I had a small problem in my equation (I integrated equation 3 over time instead of equation 2 over time). I corrected the original post. The numbers now make much more sence for large depths
As far as the constants used, use whatever numbers you want to determine if it makes sence for you (for me, 1 cu ft / min is an incredibly fast breathing rate). Oh, 30ftsw is 1 atm.
As far as the constants used, use whatever numbers you want to determine if it makes sence for you (for me, 1 cu ft / min is an incredibly fast breathing rate). Oh, 30ftsw is 1 atm.
Charlie99 once bubbled...
First, 1atm is 33', not 30.
For a constant rate ascent you will use the same amount of gas as if you spent all of the ascent time at the average depth.
If you have an emergency at 100' and are bailing out on a 3 cu ft tank you will NOT be poking along at 30fpm.
1 cfm SAC is NOT a conservative number for a panicked diver. 2 or 3 is not unreasonable.
Even your equations wouldn't have the diver running out after 10 seconds (ascent time from 100' to 95').
After noting the above, I decided it wasn't worth my time figuring out if your equation was right.
How about this calculation:
100' to surface at 60fpm is 1.67 minutes.
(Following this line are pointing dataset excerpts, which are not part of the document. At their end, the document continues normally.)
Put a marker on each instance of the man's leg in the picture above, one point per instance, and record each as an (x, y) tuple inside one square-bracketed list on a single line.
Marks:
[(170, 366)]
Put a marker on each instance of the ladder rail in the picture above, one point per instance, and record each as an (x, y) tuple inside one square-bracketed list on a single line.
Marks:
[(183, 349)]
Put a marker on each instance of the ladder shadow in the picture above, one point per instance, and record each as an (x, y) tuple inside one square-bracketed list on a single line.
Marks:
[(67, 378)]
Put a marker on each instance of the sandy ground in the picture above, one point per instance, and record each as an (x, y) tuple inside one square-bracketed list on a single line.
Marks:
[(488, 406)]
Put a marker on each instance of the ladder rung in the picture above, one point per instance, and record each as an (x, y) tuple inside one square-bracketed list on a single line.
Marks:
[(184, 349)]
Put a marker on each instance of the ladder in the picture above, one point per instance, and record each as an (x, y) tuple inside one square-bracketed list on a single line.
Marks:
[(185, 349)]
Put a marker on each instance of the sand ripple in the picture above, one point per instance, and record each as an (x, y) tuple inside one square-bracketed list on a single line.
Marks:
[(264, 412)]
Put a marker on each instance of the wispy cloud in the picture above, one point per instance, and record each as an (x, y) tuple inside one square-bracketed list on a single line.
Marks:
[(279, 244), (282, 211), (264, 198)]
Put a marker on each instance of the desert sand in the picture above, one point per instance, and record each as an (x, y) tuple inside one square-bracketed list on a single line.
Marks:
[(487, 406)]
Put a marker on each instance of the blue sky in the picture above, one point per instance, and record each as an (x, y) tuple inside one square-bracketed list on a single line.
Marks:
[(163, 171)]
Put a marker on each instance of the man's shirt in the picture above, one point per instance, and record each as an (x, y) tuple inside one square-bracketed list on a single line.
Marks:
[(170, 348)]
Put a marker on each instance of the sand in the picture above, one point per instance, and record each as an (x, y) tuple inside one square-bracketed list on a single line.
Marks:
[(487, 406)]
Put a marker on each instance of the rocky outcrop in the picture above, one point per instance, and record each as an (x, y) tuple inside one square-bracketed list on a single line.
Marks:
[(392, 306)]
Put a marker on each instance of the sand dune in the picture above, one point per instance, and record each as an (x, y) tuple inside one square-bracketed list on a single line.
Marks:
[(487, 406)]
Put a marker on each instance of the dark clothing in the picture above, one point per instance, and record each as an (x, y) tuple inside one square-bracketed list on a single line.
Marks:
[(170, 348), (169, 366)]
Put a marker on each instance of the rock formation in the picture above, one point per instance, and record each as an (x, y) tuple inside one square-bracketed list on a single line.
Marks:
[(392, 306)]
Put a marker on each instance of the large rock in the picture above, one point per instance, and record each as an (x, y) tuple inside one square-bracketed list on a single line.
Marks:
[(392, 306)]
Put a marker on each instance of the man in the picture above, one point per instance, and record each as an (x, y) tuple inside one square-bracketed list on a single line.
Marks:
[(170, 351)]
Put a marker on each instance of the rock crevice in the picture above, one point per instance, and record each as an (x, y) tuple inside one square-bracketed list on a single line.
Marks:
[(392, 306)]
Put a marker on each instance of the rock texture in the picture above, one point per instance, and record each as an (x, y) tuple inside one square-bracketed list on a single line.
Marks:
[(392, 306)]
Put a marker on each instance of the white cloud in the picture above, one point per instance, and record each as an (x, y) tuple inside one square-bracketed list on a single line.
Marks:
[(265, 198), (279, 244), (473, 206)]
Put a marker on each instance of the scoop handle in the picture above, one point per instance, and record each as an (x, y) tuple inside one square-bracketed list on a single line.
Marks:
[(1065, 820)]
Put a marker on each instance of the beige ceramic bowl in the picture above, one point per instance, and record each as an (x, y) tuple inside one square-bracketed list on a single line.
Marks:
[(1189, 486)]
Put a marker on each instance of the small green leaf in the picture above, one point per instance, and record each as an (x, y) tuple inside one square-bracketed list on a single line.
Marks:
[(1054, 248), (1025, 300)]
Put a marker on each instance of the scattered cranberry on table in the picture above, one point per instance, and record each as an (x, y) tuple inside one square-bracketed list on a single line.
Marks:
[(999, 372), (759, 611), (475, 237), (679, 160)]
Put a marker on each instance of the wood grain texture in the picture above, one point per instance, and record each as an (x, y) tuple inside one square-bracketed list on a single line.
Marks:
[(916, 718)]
50' avg = (50+33)/33 = 2.52 ata.
1.67 min * 2.52 ata = 4.2 equivalent surface minutes.
This means 4.2 cu ft if you assume 1 cu ft / min breathing rate,
8.4 if you assume 2cfm.
Here's another interesting calculation:
99'=4ata.
A calm diver will breath something around 0.6 cfm on surface, or 2.4cubic feet per minute.
3 cubic feet of spare gas gives you about a minute to hunt down your buddy (he IS close by isn't he?) and get hold of an adequate air supply (your agreed upon turn point DID allow for 2 agitated divers ascending on one tank, didn't it?)